Risking state rejection of the entire $130 million plan to build two new schools, city councilors refused Tuesday to approve the hiring of architects for the proposed schools until lawyers can work the purchase of the land for them.
“There are too many unanswered questions,” said city Councilor Frank Nicastro, who pushed for the delay.
The city is having a tough time working out the details of buying the two sites chosen for the proposed kindergarten to eighth grade schools: the former Crowley dealership on Pine Street and a field on Matthews Street.
Since the city typically doesn’t hire architects to work on projects until it owns the land involved, officials said they were wary of taking a chance they’d pay for design bills on buildings that could never be constructed.
But school Superintendent Philip Streifer said that he’s worried that unless the city takes a solid step forward on the project – buying the land or hiring the architect – the state might pull the plug in its quest to save money.
“We have to spend some bucks,” Streifer said. “Right now, as far as the state is concerned, we do not have a project.”
Nicastro said he will arrange soon for a meeting with state education officials to make sure Bristol won’t lose out.
Mayor Art Ward said that if there’s even a hint that the projects could be killed if architects aren’t hired, he’ll call a special council session immediately.
At the root of the problem is the city’s uncertainty that the $2.25 million deal for the Crowley project will go through.
Clift said there are environmental issues that lawyers are trying to work out.
“The devil is in the details,” said Dale Clift, the city attorney. He said there are “a lot of issues” to negotiate before the paperwork can be signed.
Clift said it would be unusual to hire an architect for $2.14 million to draw up the plans for the new Greene-Hills School before the land is bought.
There are concerns with the Matthews Street property, too, but they appear to less serious. The architect there will cost $1.78 million, if hired.
If the city hired the architects and then the land deals fell through, taxpayers would only be on the hook for work the architects actually did up to that point, probably less than $200,000.
Councilors said, though, they didn’t want to take that risk.
Councilor Cliff Block said the city could hire only the West Bristol school’s architect, since that’s a little cheaper, so that it would have something to show the state.
But only city Councilor Kevin McCauley agreed with him.

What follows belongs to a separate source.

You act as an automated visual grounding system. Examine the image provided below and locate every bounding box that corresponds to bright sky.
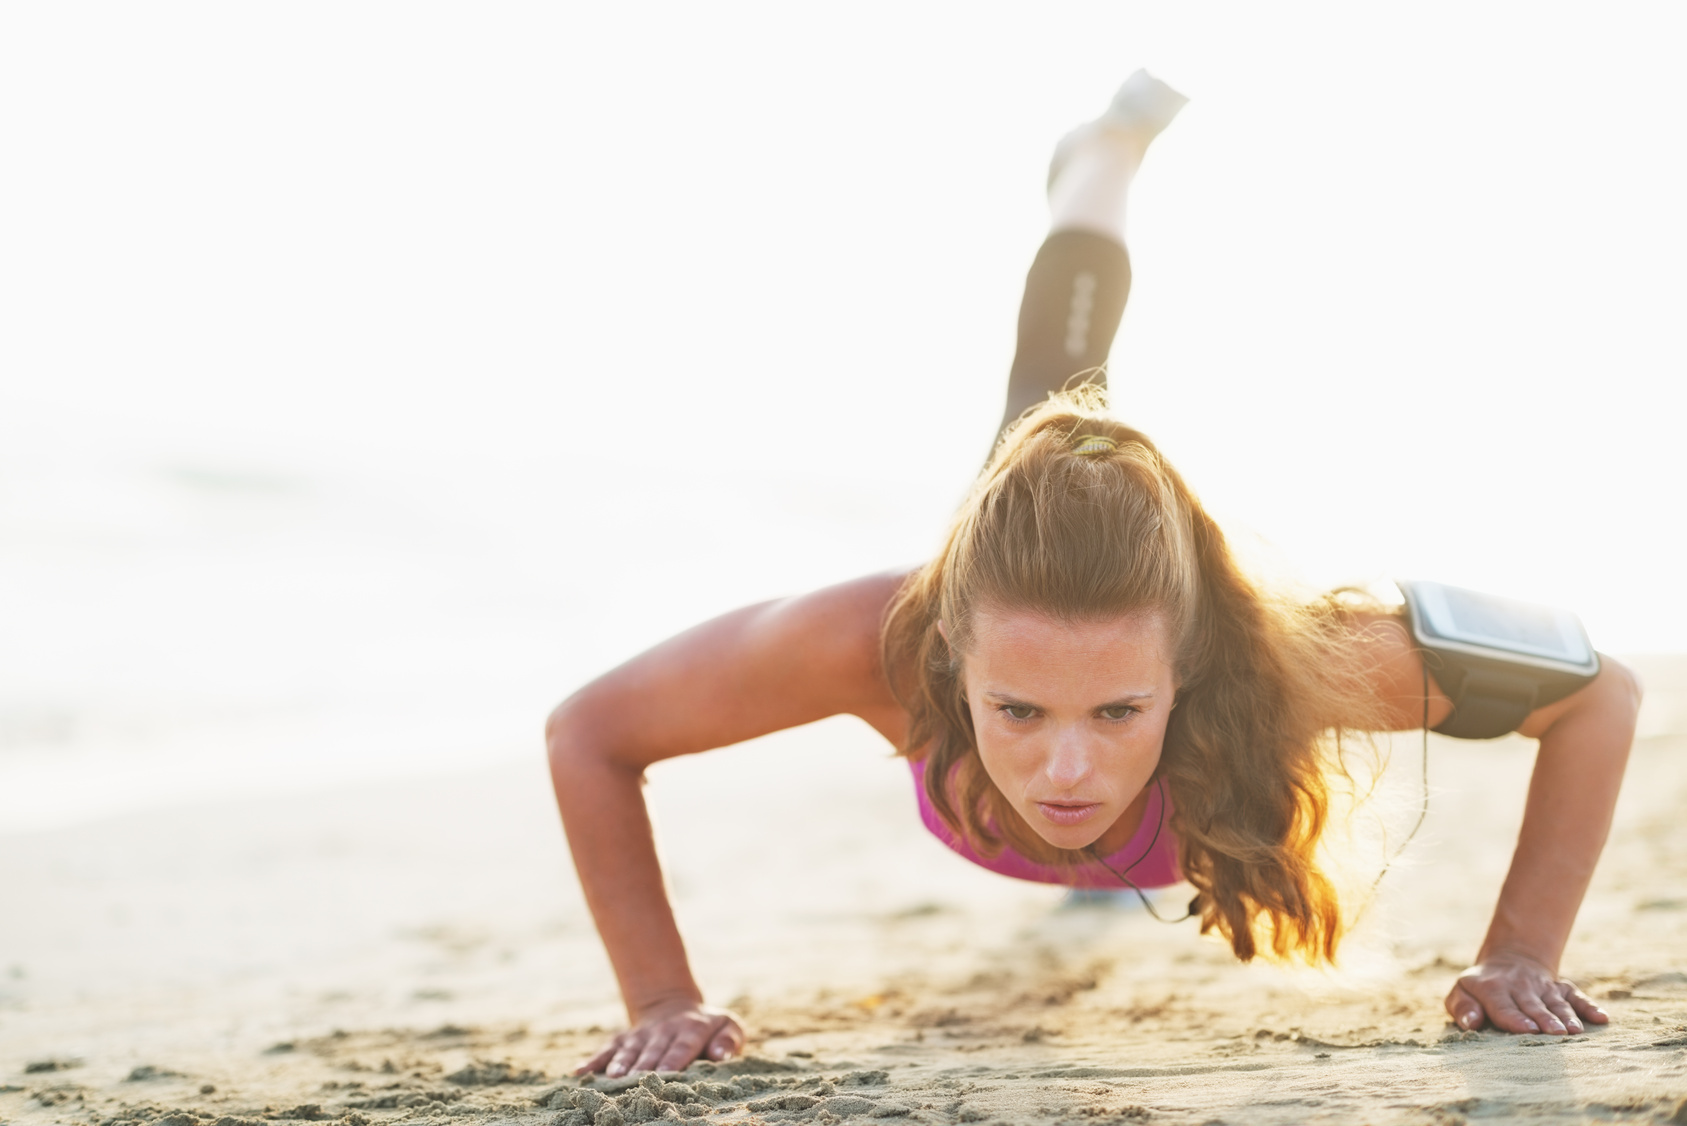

The rest voted for delay.
Streifer said that it “obviously makes sense” to wait, but there is a chance it will mean that Bristol’s school project as a whole is tossed out if politicians kill any pending projects that aren’t moving forward.
“This is a tough situation,” Streifer said.
City Councilor Mike Rimcoski said the city is “not ready to move ahead” until it buys the land.
“I want to make sure we don’t get ourselves in a jam,” Nicastro said.